The latest study “makes it harder for the sceptics”, says Martha McClintock, who led the University of Chicago experiments. “Hopefully, this will catalyse a lot of research by high-powered scientists.”
Neuroscientists already know that genes in neurons in the lining of the nose make more than 1,000 different olfactory receptors for identifying chemical odours. The discovery of this gene family won Buck and Richard Axel the 2004 Nobel Prize in Physiology or Medicine.
To look for other classes of receptor, Liberles and Buck isolated neurons from mouse noses and searched for genes that were active only in those cells and were similar to olfactory receptors. They hit on a family of 15 such receptors, called trace amine-associated receptors, or TAARs. There are six genes that code for similar receptors in humans.
The researchers next searched through a set of other chemicals to find those that activated the TAAR receptors. Three of the chemicals they found are present in mouse urine, which is known to affect the animals' social behaviour. One in particular earns the label of a pheromone because it is produced in the urine of male mice and accelerates the onset of puberty in females.

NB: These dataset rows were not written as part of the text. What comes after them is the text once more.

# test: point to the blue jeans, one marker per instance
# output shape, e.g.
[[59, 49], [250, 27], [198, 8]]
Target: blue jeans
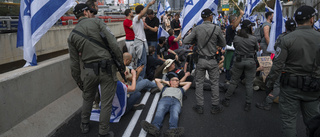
[[171, 105], [143, 61], [155, 44], [134, 97]]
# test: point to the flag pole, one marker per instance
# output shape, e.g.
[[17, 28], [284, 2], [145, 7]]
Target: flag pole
[[236, 5]]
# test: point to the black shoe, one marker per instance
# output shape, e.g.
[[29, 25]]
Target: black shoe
[[154, 90], [225, 102], [175, 132], [216, 109], [247, 107], [149, 128], [198, 109], [84, 128], [110, 134], [264, 106]]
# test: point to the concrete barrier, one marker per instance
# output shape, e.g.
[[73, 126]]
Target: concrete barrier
[[54, 40], [25, 95]]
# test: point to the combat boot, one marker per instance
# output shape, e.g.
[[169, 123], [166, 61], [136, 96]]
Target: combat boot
[[264, 105]]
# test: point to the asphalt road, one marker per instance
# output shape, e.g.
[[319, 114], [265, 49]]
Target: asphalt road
[[232, 122]]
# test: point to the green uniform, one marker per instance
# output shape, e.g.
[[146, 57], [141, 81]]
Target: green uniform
[[245, 49], [206, 61], [299, 51], [83, 50]]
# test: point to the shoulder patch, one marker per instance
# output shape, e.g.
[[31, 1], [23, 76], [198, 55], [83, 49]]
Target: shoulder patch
[[278, 52]]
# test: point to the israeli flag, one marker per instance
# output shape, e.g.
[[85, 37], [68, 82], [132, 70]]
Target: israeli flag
[[167, 5], [160, 11], [278, 26], [317, 25], [191, 13], [35, 19], [162, 32], [251, 4], [268, 9]]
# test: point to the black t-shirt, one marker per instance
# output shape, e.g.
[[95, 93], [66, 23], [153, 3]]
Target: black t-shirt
[[175, 24], [150, 35], [162, 51], [230, 34]]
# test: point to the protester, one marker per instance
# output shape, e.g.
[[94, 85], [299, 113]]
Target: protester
[[230, 34], [299, 52], [265, 38], [92, 55], [207, 43], [245, 47], [140, 42], [171, 101], [151, 28]]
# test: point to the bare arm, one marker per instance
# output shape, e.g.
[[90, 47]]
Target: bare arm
[[237, 21], [266, 33], [141, 14]]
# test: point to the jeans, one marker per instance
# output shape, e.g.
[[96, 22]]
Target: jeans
[[143, 61], [134, 97], [155, 44], [171, 105]]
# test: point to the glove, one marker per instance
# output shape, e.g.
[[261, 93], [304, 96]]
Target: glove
[[80, 85]]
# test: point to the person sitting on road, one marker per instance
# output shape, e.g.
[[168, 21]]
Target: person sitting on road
[[171, 102]]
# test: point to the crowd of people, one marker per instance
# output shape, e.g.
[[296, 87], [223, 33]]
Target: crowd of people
[[171, 65]]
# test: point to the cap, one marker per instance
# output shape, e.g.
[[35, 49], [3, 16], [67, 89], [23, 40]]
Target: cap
[[246, 24], [79, 8], [206, 13], [304, 12], [290, 23]]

Experts say there may be other as yet undiscovered sensory receptors involved in detecting mammalian pheromones, perhaps including human ones. A paper in 2000 showed that a gene for one mouse pheromone receptor in the vomeronasal organ is also active in the human nose (I. Rodriguez et al. Nature Genet. 26, 18–19; 2000). “There might be other unidentified ones out there,” says neurobiologist Frank Zufall of the University of Maryland in Baltimore.
Liberles and Buck are now testing whether there are molecules in human urine, sweat and vaginal fluid that can trigger the receptors and that mig ht be human pheromones. They also want to examine whether the neurons manufacturing the newfound receptors are wired up in the brain in a different way from regular, smell-detecting neurons. If so, they might connect to centres that control our behaviour or emotions.